The best sources of beta-carotene are kale, deep yellow to orange fruits, and vegetables. Beta-carotene has antioxidant properties, but if you take too much of it in the form of nutritional supplements, your health is at risk. An overdose of vitamin A can quickly lead to cardiovascular problems, and too much calcium can lead to constipation.

You are better off getting the vitamin A you need by eating spinach, red peppers, tomatoes, broccoli and apricots. It is also not necessary to take magnesium as a nutritional supplement. Magnesium is found in oats, pumpkin seeds, green leafy vegetables, nuts, legumes, dried fruits and cocoa.

You should only take magnesium supplements if your regularly suffer from muscle and calf cramps. But be careful: a sharp increase in magnesium levels in the body can lead to complaints of the nervous system and heart.

Long-term, high-dose intake of certain vitamin B supplements increases the risk of lung cancer in men. Contrary to what is sometimes assumed, vitamin B supplements do not protect against lung cancer, but can even be harmful, writes the team led by Theodore Brasky from Ohio State University.

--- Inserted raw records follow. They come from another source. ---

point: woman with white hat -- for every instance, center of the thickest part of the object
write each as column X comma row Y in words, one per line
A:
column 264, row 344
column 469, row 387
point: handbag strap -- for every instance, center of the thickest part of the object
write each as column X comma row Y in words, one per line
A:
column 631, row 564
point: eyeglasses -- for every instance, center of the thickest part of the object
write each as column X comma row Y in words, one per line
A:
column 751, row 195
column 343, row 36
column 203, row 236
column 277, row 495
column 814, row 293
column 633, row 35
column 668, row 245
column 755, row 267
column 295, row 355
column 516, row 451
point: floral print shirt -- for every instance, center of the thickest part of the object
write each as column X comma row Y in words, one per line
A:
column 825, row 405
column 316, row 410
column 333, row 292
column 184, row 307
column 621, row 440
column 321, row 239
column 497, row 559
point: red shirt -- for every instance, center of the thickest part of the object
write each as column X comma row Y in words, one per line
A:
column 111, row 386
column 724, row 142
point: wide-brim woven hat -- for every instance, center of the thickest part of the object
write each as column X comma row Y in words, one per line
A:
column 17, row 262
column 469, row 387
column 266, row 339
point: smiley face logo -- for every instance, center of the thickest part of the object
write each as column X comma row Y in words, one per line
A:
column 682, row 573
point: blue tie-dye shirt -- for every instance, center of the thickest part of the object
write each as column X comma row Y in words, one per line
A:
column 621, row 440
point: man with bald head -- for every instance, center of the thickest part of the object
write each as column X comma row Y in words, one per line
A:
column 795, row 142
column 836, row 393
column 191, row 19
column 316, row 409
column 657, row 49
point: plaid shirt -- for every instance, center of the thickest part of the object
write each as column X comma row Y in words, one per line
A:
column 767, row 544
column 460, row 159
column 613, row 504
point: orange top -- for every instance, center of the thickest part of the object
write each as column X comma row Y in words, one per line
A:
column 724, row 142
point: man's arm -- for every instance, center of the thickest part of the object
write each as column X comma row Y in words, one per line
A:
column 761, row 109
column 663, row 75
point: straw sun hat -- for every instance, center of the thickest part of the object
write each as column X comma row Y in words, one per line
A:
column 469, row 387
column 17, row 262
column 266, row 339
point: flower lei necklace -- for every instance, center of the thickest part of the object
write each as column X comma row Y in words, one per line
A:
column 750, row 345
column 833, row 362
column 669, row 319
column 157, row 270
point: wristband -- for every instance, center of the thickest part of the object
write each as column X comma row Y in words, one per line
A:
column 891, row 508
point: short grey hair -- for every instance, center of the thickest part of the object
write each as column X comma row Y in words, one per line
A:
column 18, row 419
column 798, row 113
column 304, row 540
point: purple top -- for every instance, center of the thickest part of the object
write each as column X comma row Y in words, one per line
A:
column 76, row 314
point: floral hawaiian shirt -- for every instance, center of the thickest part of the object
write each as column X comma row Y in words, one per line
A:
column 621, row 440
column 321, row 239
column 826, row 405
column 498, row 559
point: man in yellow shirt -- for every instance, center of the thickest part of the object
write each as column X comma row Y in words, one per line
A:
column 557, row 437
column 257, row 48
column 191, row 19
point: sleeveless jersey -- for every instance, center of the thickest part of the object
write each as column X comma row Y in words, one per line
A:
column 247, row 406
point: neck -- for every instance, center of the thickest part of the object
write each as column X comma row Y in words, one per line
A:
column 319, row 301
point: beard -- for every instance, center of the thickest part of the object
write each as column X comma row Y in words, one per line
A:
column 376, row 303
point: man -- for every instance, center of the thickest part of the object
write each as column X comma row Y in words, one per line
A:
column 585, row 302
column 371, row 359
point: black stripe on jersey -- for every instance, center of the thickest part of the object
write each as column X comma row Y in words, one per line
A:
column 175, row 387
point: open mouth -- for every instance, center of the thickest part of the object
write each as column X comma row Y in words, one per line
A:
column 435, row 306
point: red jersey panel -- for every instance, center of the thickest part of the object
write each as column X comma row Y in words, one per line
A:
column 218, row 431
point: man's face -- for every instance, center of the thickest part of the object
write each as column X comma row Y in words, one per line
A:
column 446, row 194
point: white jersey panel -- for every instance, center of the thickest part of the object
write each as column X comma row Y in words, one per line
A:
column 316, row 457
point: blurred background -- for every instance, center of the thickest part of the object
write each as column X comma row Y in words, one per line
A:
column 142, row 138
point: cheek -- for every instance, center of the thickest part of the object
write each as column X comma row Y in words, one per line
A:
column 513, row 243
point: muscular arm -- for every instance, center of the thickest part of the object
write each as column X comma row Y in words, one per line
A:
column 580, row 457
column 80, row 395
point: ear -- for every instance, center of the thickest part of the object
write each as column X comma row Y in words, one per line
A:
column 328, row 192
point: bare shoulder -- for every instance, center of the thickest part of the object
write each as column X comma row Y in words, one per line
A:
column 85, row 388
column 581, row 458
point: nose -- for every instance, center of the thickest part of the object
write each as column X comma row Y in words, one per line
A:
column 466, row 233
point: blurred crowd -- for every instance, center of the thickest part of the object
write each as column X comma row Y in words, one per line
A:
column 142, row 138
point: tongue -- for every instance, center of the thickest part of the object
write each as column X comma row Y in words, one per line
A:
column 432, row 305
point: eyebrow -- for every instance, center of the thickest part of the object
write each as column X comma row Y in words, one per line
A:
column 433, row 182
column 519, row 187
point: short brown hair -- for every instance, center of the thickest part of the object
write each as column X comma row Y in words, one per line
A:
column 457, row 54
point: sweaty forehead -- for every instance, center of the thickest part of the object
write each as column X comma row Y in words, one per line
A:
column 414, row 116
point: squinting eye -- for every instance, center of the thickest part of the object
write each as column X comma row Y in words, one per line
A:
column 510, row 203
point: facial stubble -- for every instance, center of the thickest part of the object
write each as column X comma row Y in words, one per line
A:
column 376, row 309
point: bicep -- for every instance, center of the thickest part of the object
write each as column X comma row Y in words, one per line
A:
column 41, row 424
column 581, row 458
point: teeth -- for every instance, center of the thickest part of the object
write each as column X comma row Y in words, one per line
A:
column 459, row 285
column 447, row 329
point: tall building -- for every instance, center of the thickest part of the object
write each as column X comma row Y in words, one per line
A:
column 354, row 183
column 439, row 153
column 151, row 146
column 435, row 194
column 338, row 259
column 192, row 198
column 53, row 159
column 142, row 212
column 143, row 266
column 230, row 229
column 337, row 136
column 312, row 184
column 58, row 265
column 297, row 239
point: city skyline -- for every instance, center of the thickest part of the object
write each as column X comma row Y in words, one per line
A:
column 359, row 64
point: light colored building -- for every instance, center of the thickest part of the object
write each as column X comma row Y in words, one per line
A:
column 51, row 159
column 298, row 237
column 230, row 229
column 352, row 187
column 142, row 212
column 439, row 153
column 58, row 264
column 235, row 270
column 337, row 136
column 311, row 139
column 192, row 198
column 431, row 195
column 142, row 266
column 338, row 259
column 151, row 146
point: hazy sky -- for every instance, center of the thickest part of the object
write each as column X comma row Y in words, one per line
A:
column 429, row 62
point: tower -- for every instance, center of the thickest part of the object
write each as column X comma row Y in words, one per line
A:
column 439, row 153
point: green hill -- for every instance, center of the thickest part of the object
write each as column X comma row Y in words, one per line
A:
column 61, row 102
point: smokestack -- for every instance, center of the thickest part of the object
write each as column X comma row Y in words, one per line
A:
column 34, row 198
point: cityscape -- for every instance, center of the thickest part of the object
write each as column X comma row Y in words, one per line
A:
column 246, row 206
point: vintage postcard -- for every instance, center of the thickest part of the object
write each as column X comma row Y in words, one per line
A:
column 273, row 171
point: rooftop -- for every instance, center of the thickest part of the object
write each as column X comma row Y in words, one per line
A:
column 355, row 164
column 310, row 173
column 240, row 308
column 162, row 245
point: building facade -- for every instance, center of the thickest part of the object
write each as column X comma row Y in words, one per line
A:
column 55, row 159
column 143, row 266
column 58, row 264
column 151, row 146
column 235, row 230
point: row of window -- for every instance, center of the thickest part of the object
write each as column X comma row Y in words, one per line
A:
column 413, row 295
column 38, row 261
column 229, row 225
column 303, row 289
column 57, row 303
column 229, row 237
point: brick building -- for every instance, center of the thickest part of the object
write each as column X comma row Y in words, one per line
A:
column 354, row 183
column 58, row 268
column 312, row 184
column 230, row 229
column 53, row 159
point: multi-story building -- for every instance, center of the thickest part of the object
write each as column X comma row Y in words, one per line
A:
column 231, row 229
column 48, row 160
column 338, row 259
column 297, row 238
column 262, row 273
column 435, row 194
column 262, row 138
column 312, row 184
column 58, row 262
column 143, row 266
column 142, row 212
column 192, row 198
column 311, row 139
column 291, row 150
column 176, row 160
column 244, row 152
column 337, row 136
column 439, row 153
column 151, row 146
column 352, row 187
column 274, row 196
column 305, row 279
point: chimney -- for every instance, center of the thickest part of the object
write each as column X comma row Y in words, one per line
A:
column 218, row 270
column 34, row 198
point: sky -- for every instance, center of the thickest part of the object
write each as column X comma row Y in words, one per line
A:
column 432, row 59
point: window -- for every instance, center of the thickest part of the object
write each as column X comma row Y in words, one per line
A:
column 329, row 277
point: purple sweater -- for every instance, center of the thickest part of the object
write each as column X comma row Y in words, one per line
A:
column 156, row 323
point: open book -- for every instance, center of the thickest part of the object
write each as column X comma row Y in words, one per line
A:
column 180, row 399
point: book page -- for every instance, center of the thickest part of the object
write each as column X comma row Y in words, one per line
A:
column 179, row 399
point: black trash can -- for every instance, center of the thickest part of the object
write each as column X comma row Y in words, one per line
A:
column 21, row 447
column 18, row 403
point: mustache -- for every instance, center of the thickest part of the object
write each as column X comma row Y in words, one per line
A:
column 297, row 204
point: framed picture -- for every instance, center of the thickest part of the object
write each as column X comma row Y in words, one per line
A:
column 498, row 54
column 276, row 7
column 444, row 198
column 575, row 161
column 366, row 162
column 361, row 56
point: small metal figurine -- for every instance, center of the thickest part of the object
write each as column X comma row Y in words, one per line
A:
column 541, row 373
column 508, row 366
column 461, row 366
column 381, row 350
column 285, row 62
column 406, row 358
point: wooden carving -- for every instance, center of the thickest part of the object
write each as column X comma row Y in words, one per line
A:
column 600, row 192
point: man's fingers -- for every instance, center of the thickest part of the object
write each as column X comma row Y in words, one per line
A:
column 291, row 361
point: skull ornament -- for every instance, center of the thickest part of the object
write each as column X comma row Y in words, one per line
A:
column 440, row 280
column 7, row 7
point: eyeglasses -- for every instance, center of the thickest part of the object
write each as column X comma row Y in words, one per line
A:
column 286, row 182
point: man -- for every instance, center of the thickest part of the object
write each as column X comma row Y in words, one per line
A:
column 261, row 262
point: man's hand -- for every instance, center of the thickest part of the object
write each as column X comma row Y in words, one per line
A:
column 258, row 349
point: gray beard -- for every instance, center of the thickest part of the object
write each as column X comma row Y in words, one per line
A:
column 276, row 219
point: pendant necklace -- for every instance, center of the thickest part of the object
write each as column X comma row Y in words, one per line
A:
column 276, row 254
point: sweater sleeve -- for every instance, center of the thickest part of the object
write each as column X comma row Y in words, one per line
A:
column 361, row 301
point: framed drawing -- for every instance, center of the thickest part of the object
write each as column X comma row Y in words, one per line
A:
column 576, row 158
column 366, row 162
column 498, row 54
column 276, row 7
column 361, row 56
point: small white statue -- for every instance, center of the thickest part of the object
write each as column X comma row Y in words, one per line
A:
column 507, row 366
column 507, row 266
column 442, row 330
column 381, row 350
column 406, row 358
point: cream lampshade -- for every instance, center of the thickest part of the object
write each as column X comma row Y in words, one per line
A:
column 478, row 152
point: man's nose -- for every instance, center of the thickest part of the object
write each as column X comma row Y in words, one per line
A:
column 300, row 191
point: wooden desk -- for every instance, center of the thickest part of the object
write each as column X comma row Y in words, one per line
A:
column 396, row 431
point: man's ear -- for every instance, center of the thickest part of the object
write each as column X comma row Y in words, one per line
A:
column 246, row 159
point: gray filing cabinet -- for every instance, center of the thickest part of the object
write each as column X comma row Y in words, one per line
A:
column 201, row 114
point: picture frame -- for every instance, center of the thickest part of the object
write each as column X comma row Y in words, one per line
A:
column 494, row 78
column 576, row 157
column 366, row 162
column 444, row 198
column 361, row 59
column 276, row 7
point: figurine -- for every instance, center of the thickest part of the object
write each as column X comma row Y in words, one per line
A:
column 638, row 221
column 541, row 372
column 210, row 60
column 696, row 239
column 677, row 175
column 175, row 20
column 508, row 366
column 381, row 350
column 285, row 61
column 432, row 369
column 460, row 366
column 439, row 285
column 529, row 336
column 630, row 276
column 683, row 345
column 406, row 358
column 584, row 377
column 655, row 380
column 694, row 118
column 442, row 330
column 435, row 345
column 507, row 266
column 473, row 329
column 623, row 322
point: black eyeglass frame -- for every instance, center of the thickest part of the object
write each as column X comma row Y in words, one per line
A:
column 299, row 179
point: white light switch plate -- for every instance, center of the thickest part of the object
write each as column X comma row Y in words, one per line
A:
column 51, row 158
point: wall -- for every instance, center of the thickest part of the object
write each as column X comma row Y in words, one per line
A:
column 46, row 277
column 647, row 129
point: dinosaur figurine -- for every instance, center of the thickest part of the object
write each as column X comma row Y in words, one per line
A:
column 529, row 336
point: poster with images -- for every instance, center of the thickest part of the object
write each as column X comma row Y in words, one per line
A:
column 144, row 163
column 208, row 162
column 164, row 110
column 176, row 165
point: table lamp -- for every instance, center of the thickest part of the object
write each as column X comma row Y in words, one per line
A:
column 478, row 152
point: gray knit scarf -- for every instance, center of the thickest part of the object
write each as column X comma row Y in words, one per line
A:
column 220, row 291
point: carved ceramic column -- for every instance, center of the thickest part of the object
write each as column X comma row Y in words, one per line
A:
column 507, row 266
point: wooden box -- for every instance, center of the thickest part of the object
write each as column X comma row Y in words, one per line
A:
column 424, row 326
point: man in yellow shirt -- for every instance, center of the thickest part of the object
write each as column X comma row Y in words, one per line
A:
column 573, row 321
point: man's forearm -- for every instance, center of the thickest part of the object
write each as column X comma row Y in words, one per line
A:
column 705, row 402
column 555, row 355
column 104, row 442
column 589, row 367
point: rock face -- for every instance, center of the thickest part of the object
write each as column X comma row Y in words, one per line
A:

The B vitamins are a group of eight vitamins, all of which serve as precursors for coenzymes. Vitamins B3, B6 and B12 can be found in foods such as meat, liver, fish and wholegrain products, in nuts, vegetables, potatoes and carrots, legumes, eggs and dairy products.

An overdose of zinc can lead to symptoms of poisoning, as zinc is a heavy metal. Too much of it can do more harm than good. Our body needs zinc, of course, but it is found in sufficient quantities in germinated grains, sunflower seeds, nuts, broccoli, Brussels sprouts, parsley, chives, radishes, kohlrabi, celery, asparagus, pumpkin, raspberries, strawberries and rhubarb.

The best-selling and most frequently consumed vitamin is still vitamin C. The same applies here: too much vitamin C is more likely to cause harm than do good. Too much vitamin C leads to stomach and digestive problems. The recommended daily vitamin C intake is 110 mg for men and 95 mg for women. The recommended amount for pregnant women is 105 mg, and for breastfeeding women 125 mg per day. These values take into account metabolic losses and safety margins, writes the consumer advice centre. You are better to avoid high-dose vitamin C supplements.

There are plenty of foods, including locally grown foods, that are rich in vitamin C. Red peppers contain the most vitamin C at 140 mg per 100 g, and many types of cabbage, spinach and horseradish also have high levels of vitamin C. Broccoli, sea buckthorn and rose hips even outstrip imported classics like oranges and lemons.

In the case of all vitamin pills it is important to note that only a prudent dosage protects against damage, and not all risks have yet been researched. Experts also warn against multivitamin juices fortified with artificial vitamins.

If you don’t want to renounce nutritional supplements entirely, you should buy them from a pharmacy if possible. At least this way, you can get advice from the pharmacist. Avoid ordering vitamin products on the Internet – some of the products on offer are not what they seem. Do not take vitamins prophylactically or to protect against illness, but only after consulting with your doctor and receiving the appropriate diagnosis.